Though he focused on the healing of Jairus’ daughter, Brunson also mentioned the other stories in Mark 5 in which Jesus touched people’s lives.
“He desires us to join him in touching a hurting humanity for the cause of the kingdom,” Brunson said.
Mark 5 gives several examples of Jesus going against Jewish tradition, Brunson said, including going to a cemetery, touching the unclean and talking to a woman in public.
“If you’re going to touch a hurting world for Jesus Christ, some traditions are going to have to go,” Brunson said.
He also challenged Christians to reach a new social group emerging, “the electronic underclass and the informationally disenfranchised” — defined as those who do not have access to information.
Mark 5 is also a series of interruptions that Jesus dealt with, Brunson said.
He recounted an experience on an airplane when he wanted to read a book, but a woman next to him wanted to talk. At the end of the flight, he remembered, she pulled out a card and identified herself as vice president of a large pharmaceutical company and said that medicine for mission trips was a telephone call away.
“God spoke to me and he said, ‘If you’ll just let me interrupt you once in awhile, I may be able to get something done through you,'” Brunson said. “Are you willing to be interrupted in order to touch hurting people for the cause of Jesus Christ?”
In the Mark 5 story, some people were encouraging Jairus to forget about Jesus because Jairus’ daughter was dead.
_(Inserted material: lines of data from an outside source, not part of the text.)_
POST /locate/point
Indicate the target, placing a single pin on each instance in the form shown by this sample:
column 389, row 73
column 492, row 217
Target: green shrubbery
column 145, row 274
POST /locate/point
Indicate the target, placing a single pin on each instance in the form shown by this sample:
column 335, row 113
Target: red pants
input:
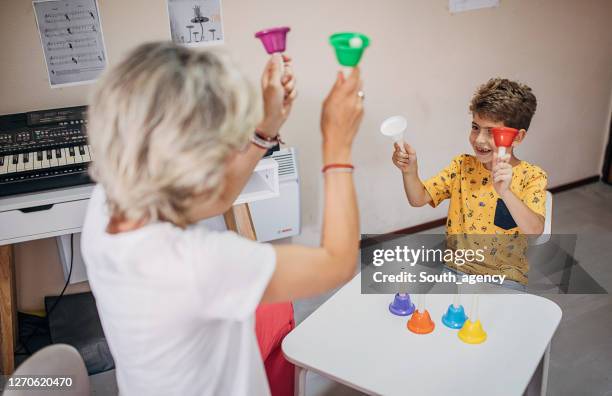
column 272, row 323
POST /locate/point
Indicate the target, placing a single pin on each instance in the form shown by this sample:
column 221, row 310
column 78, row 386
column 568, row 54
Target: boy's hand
column 502, row 174
column 405, row 161
column 278, row 94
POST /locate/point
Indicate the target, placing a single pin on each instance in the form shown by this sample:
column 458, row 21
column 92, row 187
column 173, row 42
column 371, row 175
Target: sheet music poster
column 71, row 36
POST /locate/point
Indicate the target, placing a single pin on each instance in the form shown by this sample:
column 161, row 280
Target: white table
column 354, row 339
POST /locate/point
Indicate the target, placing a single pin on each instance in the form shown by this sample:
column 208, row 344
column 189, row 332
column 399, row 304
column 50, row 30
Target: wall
column 423, row 63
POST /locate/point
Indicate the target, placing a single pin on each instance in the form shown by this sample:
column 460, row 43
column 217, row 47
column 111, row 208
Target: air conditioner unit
column 280, row 217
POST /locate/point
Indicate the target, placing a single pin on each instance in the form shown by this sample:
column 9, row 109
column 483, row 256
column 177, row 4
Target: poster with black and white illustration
column 195, row 22
column 71, row 36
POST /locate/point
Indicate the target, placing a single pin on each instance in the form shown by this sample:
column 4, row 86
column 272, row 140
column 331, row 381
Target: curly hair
column 502, row 100
column 162, row 123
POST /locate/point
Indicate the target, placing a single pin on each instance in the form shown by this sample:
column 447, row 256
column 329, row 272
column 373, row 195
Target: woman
column 171, row 131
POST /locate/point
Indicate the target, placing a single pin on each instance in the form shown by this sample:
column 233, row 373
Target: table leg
column 545, row 366
column 300, row 381
column 539, row 381
column 8, row 312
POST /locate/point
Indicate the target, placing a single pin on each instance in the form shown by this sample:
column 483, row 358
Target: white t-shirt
column 178, row 306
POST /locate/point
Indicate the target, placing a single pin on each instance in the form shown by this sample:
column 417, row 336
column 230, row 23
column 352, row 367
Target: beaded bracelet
column 338, row 167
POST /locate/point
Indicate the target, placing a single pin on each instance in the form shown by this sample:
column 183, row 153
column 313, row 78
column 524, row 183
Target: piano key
column 45, row 161
column 86, row 156
column 20, row 162
column 12, row 167
column 61, row 159
column 53, row 161
column 78, row 159
column 38, row 160
column 69, row 155
column 3, row 165
column 28, row 159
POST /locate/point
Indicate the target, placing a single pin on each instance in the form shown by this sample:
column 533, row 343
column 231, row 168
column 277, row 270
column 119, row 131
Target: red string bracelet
column 337, row 166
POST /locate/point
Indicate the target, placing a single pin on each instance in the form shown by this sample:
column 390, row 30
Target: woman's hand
column 341, row 117
column 279, row 92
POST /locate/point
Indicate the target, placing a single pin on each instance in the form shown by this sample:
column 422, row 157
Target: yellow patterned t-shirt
column 479, row 219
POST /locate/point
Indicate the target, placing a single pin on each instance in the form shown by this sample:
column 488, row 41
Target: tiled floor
column 581, row 359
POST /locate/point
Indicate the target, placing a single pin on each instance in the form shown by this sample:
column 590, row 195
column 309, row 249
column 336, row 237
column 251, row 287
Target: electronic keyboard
column 42, row 150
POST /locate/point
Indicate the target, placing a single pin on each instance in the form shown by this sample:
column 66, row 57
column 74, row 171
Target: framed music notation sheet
column 71, row 37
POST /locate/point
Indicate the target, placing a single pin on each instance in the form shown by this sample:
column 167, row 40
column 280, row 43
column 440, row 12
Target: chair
column 57, row 360
column 545, row 237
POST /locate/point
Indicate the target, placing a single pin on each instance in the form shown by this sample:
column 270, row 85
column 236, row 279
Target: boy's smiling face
column 481, row 138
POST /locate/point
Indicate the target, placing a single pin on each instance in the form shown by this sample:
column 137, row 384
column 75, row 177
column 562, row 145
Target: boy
column 502, row 197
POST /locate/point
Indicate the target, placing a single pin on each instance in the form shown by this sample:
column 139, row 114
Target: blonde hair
column 162, row 124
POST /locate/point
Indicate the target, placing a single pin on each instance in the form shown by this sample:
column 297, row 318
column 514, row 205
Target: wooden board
column 238, row 219
column 8, row 313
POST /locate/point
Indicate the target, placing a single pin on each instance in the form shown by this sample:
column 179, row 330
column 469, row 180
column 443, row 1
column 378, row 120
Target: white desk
column 354, row 339
column 27, row 217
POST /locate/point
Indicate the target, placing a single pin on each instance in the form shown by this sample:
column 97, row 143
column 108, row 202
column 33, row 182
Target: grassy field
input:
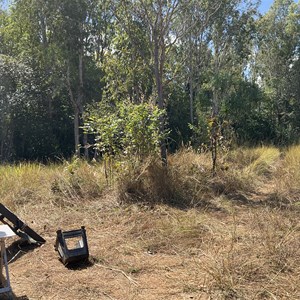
column 157, row 234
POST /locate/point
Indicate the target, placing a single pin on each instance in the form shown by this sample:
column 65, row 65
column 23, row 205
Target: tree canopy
column 207, row 73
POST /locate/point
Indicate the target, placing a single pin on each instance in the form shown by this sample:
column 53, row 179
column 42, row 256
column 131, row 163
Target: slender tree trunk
column 158, row 70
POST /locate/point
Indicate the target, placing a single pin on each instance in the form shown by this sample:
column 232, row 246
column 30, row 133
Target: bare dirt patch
column 234, row 252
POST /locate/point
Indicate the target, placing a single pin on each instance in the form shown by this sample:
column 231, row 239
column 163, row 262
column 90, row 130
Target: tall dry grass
column 59, row 183
column 287, row 177
column 187, row 182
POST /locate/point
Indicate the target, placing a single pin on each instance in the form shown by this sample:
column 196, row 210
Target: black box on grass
column 72, row 245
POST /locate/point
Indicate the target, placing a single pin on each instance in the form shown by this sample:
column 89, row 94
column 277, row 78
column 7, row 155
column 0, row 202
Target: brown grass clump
column 188, row 180
column 287, row 178
column 78, row 180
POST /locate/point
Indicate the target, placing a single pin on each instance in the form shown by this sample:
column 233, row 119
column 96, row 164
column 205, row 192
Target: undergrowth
column 187, row 182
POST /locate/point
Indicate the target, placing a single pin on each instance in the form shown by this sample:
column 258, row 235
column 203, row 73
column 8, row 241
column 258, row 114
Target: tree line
column 131, row 76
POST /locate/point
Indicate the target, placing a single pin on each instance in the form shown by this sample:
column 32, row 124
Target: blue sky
column 265, row 5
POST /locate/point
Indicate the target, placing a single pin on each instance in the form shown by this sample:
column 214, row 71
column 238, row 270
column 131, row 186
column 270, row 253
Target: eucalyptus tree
column 161, row 28
column 277, row 63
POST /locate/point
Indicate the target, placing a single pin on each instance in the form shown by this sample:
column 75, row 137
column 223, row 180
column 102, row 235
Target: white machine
column 5, row 232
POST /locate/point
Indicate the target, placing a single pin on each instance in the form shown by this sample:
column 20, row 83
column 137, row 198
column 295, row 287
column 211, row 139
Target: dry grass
column 215, row 248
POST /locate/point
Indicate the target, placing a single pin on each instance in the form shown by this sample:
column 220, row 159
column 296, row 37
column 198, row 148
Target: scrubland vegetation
column 158, row 233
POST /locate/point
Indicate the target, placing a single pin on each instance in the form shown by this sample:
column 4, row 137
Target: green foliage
column 125, row 128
Brunson said Christians must overcome this kind of “fickle faith.”
“In your studies, in your work, in your churches, wherever you are, in your struggle, if it’s dead and you just write Jesus out of it, you ought to just board it up and go home,” Brunson said. “But if you want to figure Jesus into it, I don’t care if it is dead, he majors in resurrection.”
Jesus is saying “stop listening to all these other voices, listen to me, faith it, believe,'” Brunson said.
Obedience to Christ is also necessary for Christians to minister effectively, Brunson said.
“We’re going to have to become obedient to the one who overcomes if we want to touch a hurting world for the cause of Jesus Christ,” Brunson said.
Obedience doesn’t mean working in one’s own power, Brunson said, but allowing God to work through us.
On a recent mission trip to the Ukraine, Brunson took his family, including Will, his 11-year-old son. His son’s interpreter told him that Will led a 90-year-old Ukrainian man to Christ.
After the man prayed to receive Christ, the interpreter said, he looked up and with tears streaming down his face said, “For 70 years I lived through communism, … I always knew there was a God, but I never knew who he was. … Now God has sent this little boy to tell me that his name is Jesus.”
“If God can take an 11-year-old preacher’s kid halfway around the world through a language barrier, cultural barrier, racial barrier to lead a 90-year-old man to Christ,” Brunson said, “I’m telling you he can use you to reach this world.”